11 thoughts on “Don’t forget the Arnica Montana; that’s important, too.

  1. Shoebox Princess

    Beautifully and wisely said. It’s the little things, the everyday things, the seemingly not important things that shape our characters. It’s how we choose to deal with the circumstances we face that shape us.

    Reply
  2. Marsha

    Fabulous. You are such a wonderful writer. You have articulated well a very complex idea. I think that sometimes when a person is fighting for change they can overstate things in order to make a point. Or their views become very narrow because they have been fighting toward a goal for a very long time. It is good when others can gently remind them that there is a whole world out there and sometimes words meant to empower can tear down.

    Reply
  3. jenijen

    Thanks Shoebox Princess & Marsha 🙂

    So true, both of your comments. It’s how we deal so much more often than it is what we have to deal with. And?
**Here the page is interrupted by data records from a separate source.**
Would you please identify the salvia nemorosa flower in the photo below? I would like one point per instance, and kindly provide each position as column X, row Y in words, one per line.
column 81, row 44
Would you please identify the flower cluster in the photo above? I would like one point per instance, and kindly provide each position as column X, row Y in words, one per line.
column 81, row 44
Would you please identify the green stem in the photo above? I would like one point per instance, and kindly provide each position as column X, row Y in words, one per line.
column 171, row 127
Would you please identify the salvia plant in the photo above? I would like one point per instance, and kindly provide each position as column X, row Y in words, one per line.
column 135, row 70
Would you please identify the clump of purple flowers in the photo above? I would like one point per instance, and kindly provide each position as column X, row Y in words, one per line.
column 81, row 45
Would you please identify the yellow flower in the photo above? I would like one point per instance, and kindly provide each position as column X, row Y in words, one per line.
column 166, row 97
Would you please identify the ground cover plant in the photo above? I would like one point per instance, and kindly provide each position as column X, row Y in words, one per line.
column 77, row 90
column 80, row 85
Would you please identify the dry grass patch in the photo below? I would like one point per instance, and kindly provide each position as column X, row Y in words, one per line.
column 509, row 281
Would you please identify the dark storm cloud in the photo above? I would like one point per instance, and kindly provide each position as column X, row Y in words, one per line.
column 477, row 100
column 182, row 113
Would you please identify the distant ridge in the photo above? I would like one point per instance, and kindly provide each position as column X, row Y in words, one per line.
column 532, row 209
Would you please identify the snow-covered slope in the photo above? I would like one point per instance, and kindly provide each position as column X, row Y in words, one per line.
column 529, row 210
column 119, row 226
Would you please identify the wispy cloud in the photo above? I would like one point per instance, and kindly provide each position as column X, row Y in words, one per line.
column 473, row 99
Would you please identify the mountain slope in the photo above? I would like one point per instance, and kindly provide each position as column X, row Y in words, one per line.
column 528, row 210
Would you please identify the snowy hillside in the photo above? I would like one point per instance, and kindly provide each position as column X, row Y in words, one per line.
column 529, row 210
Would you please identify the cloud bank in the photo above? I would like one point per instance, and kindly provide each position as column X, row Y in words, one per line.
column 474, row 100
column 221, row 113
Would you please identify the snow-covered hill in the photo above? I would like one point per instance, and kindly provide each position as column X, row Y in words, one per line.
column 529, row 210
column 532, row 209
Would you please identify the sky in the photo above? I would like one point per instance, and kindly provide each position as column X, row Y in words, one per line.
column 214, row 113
People really do go off the deep end when they are so passionately committed to getting their views out into the world. Myself definitely included. heh

    Reply
  4. Raechelle

    Thanks for thinking of those who are mothering, but have never given birth. I’m a new parent (1 year in) to a healthy, normal ol’ 12 year old girl and 15 year old boy with special needs. I’m still trying to figure out how mothering shapes my life. Right now, it just feels taxing. But watching my daughter learn to tie a necktie over the course of an afternoon, then proudly displaying the finished (and darn near perfect) product made me tear up. And having my son, who doesn’t know how to communicate so he just fights with us, walk over to where I was to give me a hug goodnight made me smile so hard my cheeks hurt. I think these are the moments that mothers, and fathers, live for. Despite how taxing and difficult it is.

    Reply
  5. sweetsalty kate

    This was so, so good. “I looked at my monitor like it just sprouted a tongue and licked my nose.” Yeah! Just like that. I read more of her blog and was utterly beside myself. “Homebirth is the gold standard of motherhood” was another doozy. It went on and on.

    The thing that I find sad is that with rhetoric such as this, midwifery demotes itself to the fringe. That’s a damn shame for women who could use an alternate source of support. I reached out for that support prior to the birth of the twins, looking for ways to come to terms with a much higher chance of a section, and they sent me an article crowing about c-sections being bloody, cutting, violent gorefests. I stepped back. Way back. Adaptability and calm, reasoned thinking was the most important thing, for me. Still is.

    You wrapped this up so beautifully. We are all so, so much more than birth. I loved this post.

    Reply
  6. jenijen

    Wow. Thank you, Kate! I still don’t think I said what I was feeling quite the way I wanted to, but I get all fired up and, well, oh well.

    I am SO looking forward to the day your book arrives on my doorstep.

    Reply
  7. Marianne

    Incredibly well put. I felt guilty for years for having two c-sections and not doing it “right”. Little did I know that there would be so many more important things to get right that bringing them into the world, whatever way, was a tiny drop in the bucket of motherhood.